There was a slow car in front, and she didn’t even brake. She surged around it and barely got back into her lane as a white car sped in the opposite direction. She thought it looked familiar, but she didn’t look in the rearview mirror. It was going toward the feedlot. She passed the turnoff, increasing her speed. She wasn’t ready to go home to her cell just yet.

Calhoun was muttering a prayer as he pulled up in front of the feedlot. That was Abby’s old car, and it had been Shelby at the wheel. He’d barely recognized her in that split second, her face laughing with pleasure at the speed, her hair flying in the wind. She made Abby’s friend Misty Davies look like a safe driver by comparison.

Justin looked up from his desk as Calhoun came in and closed the door behind him. “It’s almost time to go home,” he remarked, glancing at his Rolex. “I didn’t think you were coming back today from Montana.”
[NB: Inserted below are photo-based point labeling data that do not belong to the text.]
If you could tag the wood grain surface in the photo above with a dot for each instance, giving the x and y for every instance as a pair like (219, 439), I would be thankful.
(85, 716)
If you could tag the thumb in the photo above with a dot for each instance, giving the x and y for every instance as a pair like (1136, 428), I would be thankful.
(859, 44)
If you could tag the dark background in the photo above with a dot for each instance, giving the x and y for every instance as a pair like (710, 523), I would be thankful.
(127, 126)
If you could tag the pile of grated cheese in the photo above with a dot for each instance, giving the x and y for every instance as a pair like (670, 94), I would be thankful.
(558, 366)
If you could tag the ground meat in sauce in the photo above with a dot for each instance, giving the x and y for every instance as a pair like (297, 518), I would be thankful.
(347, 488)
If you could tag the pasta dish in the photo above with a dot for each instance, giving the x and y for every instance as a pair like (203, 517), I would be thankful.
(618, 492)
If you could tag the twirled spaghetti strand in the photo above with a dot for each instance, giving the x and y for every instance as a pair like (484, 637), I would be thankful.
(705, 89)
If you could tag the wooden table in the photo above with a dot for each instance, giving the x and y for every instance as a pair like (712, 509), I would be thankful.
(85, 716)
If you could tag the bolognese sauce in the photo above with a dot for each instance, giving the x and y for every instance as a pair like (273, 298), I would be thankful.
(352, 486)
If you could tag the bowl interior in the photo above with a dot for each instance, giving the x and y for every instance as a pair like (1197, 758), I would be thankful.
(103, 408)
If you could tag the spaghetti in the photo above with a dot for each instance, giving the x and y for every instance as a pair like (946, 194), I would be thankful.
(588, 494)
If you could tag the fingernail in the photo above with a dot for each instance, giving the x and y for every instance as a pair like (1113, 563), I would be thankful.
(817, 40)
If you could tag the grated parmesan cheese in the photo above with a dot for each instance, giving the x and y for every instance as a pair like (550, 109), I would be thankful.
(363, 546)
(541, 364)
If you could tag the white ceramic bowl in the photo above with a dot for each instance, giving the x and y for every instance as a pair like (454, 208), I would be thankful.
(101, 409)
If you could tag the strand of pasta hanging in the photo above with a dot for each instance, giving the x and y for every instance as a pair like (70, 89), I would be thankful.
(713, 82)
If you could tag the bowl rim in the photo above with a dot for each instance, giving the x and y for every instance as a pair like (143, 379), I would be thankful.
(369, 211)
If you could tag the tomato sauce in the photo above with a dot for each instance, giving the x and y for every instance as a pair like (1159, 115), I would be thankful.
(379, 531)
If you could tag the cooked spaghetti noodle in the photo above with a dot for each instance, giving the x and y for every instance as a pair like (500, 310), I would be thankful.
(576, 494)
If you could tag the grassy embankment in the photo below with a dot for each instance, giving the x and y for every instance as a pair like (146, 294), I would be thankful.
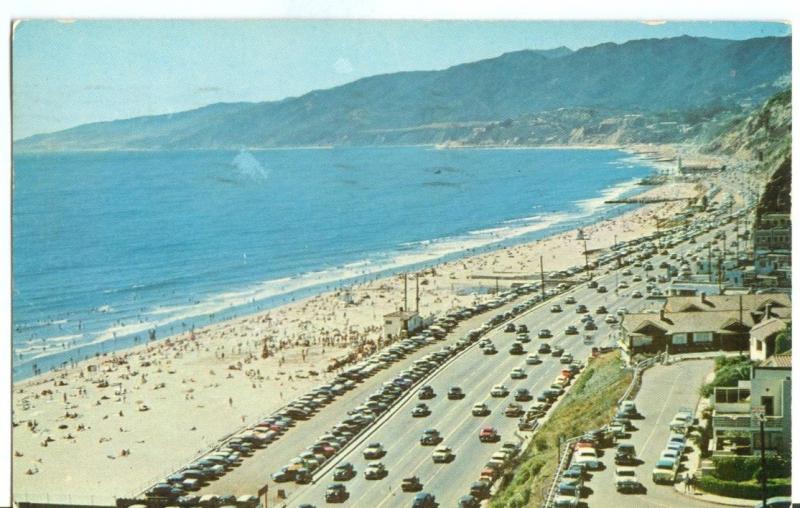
(589, 404)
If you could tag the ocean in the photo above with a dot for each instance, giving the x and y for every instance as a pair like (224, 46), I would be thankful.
(108, 246)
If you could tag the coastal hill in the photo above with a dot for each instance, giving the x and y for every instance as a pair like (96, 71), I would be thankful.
(653, 90)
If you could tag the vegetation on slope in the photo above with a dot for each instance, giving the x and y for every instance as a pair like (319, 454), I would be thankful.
(589, 404)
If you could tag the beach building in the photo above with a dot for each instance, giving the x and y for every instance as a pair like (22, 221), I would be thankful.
(401, 323)
(737, 409)
(762, 338)
(687, 323)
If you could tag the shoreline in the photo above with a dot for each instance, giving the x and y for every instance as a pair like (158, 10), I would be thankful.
(183, 393)
(126, 340)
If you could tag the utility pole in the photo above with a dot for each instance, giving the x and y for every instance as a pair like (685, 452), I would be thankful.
(541, 271)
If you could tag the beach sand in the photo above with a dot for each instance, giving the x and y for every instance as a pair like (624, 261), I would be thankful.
(113, 425)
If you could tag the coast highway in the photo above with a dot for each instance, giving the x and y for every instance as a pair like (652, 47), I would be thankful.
(476, 374)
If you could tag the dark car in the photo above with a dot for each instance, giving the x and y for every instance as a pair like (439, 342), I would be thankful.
(430, 437)
(336, 493)
(344, 472)
(522, 395)
(420, 410)
(424, 500)
(411, 484)
(426, 392)
(455, 393)
(480, 489)
(468, 501)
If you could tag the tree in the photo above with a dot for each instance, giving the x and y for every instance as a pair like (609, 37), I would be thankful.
(783, 342)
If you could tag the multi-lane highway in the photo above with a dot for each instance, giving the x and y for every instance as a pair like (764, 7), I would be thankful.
(476, 373)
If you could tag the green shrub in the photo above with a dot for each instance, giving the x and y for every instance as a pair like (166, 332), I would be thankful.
(739, 469)
(744, 490)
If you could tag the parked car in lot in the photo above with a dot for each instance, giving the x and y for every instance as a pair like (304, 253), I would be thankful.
(568, 495)
(626, 482)
(665, 471)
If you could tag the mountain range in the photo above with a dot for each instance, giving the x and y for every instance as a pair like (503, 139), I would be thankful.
(655, 80)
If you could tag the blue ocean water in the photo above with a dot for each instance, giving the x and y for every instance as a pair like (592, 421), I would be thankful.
(110, 245)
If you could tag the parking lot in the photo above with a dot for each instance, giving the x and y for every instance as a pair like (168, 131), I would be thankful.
(665, 390)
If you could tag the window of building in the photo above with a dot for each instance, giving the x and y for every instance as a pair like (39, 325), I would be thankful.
(679, 338)
(703, 336)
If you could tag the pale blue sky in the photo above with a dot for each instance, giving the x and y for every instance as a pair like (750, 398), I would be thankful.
(66, 74)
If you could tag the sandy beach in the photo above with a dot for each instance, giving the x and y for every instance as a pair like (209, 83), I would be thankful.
(112, 425)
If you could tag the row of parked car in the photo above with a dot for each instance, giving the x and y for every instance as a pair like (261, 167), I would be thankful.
(667, 467)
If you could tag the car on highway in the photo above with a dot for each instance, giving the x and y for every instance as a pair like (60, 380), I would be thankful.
(514, 410)
(665, 471)
(516, 349)
(426, 392)
(443, 455)
(424, 500)
(518, 373)
(588, 457)
(522, 395)
(455, 393)
(336, 493)
(488, 435)
(375, 471)
(567, 495)
(626, 482)
(420, 411)
(625, 455)
(498, 391)
(468, 501)
(533, 359)
(430, 437)
(480, 409)
(480, 489)
(374, 451)
(411, 484)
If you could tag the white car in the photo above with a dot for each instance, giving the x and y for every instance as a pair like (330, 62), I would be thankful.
(443, 454)
(499, 391)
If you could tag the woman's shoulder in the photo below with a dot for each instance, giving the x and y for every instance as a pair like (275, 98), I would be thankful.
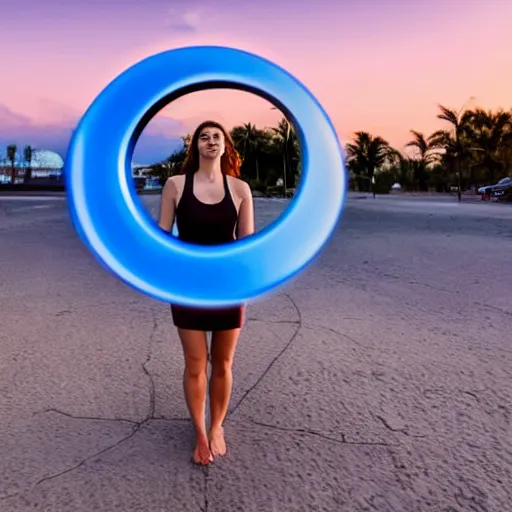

Calhoun grinned. “I missed Abby. Speaking of Abby,” he added, perching himself lazily on the edge of his brother’s desk, “a wild woman driving her sports car just came within an inch of running me down.”

“Didn’t Abby sell it?” Justin remarked.

“She certainly did. I insisted.”

“I see.” Justin smiled faintly. He leaned back with his cigarette smoking in his lean fingers. “I gather that some other fool’s wife is driving it?”

“You could put it that way. She was doing eighty if she was doing a mile.” His dark eyes narrowed. “Are you sure you want Shelby to have it?”

There was a shocked silence. “What do you mean, do I want Shelby to have it?” Justin sat up abruptly. “Are you telling me Shelby was driving that sports car?”

“I’m afraid so,” Calhoun said quietly. “You didn’t know?”

Justin’s expression became grim. Shelby wasn’t happy and he knew it. Her most recent behavior was already worrying him, although he was careful to keep his misgivings from Shelby. But purchasing a sports car was going too far. He was going to have to talk to her. He’d avoided confrontations, letting her settle in, keeping his distance while he tried to cope with the anguish of having Shelby in his house when she backed away the minute he came into the room. But this was too much.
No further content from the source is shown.